# Pre-planning my first train set-up (layout?)



## Che (Nov 23, 2011)

Okay, please feel free to be brutally critical. I don't have the jargon to really talk about trains, so please bear with me.

I purchased my first train (Lionel Pennsylvania Flyer Freight RTR set) . The plan was initially to make a basic loop around the base of our Christmas tree. Now, I am interested in adding some track and a couple of lighted/moving accessories.

My first couple questions are 1. do I need a separate transformer for accessories? and 2. My set comes with Lionel Fastrack. Is the Fastrack limiting? Would it be better to switch to a different style of track?

Last question for now: I've seen video of trains running in reverse direction on HO scale track layouts, but not so much on O scale layouts and none with Fastrack. Is there a way to run a reverse loop on Fastrack and what equipment would be needed to do so if possible?

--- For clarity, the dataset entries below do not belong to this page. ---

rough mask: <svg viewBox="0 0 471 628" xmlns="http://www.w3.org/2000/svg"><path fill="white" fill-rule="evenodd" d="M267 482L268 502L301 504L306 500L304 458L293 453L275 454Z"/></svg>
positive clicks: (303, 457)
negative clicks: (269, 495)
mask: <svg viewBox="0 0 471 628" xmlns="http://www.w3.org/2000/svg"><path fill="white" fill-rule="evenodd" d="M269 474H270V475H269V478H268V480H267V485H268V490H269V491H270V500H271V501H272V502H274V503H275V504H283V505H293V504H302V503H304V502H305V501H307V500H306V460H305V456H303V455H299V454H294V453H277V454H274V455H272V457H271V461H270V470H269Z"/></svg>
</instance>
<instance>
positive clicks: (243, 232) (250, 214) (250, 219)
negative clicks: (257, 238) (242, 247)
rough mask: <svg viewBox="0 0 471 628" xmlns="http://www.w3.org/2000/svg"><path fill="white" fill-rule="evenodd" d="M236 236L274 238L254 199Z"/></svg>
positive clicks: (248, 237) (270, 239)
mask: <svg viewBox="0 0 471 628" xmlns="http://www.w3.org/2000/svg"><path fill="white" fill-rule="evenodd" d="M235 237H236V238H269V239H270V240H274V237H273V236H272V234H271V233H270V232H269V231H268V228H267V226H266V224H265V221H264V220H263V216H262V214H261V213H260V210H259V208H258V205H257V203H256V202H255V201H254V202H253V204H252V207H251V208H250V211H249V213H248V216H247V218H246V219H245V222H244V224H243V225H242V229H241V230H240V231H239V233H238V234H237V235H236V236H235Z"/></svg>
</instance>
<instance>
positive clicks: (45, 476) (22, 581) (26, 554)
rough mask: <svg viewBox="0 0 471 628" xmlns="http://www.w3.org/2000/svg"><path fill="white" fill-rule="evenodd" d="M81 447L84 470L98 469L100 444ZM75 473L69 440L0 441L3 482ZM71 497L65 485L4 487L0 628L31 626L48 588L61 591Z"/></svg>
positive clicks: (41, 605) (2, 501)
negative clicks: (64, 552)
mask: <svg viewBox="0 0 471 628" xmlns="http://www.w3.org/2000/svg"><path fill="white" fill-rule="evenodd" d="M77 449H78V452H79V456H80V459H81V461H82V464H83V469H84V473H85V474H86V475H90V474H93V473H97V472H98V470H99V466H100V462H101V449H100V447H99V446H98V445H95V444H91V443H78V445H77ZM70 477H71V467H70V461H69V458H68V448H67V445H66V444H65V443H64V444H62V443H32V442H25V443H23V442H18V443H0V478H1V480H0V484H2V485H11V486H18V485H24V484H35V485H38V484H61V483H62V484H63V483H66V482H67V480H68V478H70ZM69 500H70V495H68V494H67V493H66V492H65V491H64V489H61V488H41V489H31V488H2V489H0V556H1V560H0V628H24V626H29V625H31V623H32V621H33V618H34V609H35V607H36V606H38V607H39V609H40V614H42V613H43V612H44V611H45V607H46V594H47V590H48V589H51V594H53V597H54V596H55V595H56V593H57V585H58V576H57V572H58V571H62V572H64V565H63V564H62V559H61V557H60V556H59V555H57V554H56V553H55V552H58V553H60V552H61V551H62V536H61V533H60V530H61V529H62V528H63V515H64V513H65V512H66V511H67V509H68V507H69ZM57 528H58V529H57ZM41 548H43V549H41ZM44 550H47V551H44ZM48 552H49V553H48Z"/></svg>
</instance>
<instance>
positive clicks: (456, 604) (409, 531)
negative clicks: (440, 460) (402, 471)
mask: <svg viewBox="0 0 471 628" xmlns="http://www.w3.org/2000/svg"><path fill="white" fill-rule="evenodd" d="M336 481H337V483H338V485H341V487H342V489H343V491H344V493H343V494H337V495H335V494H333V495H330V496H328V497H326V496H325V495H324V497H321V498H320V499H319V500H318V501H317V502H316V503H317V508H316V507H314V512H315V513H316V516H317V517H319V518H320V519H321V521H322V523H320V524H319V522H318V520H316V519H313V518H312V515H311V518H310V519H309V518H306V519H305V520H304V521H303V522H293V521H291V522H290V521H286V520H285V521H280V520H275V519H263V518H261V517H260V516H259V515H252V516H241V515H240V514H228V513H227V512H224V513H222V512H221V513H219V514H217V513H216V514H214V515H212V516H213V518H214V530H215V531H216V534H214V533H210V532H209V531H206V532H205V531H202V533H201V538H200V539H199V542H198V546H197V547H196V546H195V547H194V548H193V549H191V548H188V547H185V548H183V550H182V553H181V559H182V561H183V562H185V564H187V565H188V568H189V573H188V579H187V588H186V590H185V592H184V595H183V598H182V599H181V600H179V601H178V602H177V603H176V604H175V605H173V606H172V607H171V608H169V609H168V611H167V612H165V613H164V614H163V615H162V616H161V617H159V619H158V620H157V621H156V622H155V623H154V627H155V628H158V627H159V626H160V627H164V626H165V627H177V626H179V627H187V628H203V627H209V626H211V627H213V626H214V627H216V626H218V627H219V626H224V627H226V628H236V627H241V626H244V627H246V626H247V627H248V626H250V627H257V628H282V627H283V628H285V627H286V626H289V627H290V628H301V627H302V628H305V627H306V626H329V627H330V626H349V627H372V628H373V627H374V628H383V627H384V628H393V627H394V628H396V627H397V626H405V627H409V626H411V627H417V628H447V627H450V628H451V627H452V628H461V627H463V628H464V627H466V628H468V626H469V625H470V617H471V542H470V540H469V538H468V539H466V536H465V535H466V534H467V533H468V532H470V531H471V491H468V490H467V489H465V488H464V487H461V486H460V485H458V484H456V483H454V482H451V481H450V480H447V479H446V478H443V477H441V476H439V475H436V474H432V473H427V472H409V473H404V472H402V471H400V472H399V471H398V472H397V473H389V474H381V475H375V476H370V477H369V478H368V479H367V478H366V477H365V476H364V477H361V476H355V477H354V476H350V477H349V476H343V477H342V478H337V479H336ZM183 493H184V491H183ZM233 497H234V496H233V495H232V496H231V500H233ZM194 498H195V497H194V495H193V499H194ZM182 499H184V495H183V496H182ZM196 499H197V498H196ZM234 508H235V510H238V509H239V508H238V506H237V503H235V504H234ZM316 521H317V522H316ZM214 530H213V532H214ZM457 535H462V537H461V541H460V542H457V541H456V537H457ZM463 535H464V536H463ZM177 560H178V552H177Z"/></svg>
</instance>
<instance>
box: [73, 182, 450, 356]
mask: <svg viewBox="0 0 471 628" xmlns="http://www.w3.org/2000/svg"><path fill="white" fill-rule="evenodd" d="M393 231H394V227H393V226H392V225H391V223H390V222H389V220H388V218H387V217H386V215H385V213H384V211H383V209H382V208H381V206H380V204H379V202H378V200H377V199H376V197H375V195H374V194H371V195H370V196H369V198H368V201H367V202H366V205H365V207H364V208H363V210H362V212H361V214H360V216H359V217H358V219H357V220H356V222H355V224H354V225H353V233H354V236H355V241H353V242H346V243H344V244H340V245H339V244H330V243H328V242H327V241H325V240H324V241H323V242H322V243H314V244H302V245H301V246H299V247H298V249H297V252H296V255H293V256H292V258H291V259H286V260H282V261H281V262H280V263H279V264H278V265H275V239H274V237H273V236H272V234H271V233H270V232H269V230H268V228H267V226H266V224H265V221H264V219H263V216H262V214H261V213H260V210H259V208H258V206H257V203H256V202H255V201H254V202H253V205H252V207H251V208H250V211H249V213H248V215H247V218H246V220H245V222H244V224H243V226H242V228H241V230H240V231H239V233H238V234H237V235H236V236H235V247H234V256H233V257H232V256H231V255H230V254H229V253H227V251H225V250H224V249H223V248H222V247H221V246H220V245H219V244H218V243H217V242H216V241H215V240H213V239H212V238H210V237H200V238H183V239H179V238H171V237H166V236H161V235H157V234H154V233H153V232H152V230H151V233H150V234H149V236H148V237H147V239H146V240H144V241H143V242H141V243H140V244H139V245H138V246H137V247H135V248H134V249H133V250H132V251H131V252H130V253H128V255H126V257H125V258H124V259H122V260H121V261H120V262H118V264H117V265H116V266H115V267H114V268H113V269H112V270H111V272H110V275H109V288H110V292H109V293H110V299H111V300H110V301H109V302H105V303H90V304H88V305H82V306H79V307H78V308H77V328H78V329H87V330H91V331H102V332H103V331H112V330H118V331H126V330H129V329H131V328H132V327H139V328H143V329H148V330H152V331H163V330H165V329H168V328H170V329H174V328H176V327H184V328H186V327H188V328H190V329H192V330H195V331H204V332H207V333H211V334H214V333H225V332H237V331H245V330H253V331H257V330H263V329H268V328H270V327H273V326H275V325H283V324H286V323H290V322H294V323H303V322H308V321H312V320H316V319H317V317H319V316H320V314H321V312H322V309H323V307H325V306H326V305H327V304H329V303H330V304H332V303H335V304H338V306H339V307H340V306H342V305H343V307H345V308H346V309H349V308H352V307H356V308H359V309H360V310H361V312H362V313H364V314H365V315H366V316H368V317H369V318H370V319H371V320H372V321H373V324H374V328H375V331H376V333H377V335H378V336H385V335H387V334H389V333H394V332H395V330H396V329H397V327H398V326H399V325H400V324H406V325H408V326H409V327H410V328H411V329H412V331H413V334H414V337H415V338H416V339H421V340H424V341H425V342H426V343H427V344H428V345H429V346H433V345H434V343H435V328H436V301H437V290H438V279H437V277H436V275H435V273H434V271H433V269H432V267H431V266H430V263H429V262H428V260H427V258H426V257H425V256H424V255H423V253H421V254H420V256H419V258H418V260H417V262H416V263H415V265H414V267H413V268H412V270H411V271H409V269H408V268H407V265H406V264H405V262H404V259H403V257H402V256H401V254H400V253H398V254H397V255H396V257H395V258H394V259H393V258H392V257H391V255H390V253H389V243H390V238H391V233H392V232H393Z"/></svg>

Any info is much appreciated. so thanks in advance for any feedback.


----------



## Big Ed (Jun 16, 2009)

Che said:


> Okay, please feel free to be brutally critical. I don't have the jargon to really talk about trains, so please bear with me.
> 
> I purchased my first train (Lionel Pennsylvania Flyer Freight RTR set) . The plan was initially to make a basic loop around the base of our Christmas tree. Now, I am interested in adding some track and a couple of lighted/moving accessories.
> 
> ...




What transformer do you have a CW80? If so you can run both with it and there is a way to set the voltage for the accessories.

What do you mean by running in reverse? 
Just hit the reverse on the controller.

Or do you mean have one train running one way on one track and the other on another track?

I don't have fast track. I never fooled with it.


----------



## Che (Nov 23, 2011)

The transformer is the smaller underpowered 40W transformer. So it looks like I will need additional power for the accessories.

As far as running in reverse I meant a loop that turns back on itself and not driving backwards.


----------



## Big Ed (Jun 16, 2009)

Che said:


> The transformer is the smaller underpowered 40W transformer. So it looks like I will need additional power for the accessories.
> 
> As far as running in reverse I meant a loop that turns back on itself and not driving backwards.


Get another transformer for the trains and use the 40 for accessories.
The bigger transformer you can afford is better. More watts = more you can power.

Like I said I don't use fast track but you should be able to just by adding switches in the right place.

Check out my crummy video #4 
http://www.youtube.com/watch?v=RSG72ljq6To

I use tube track but as you can see I can make it go one way and reverse it by running through the appropriate switches.

Keep asking if you need to know, there are no stupid questions here.
We all "most" will try to help.


----------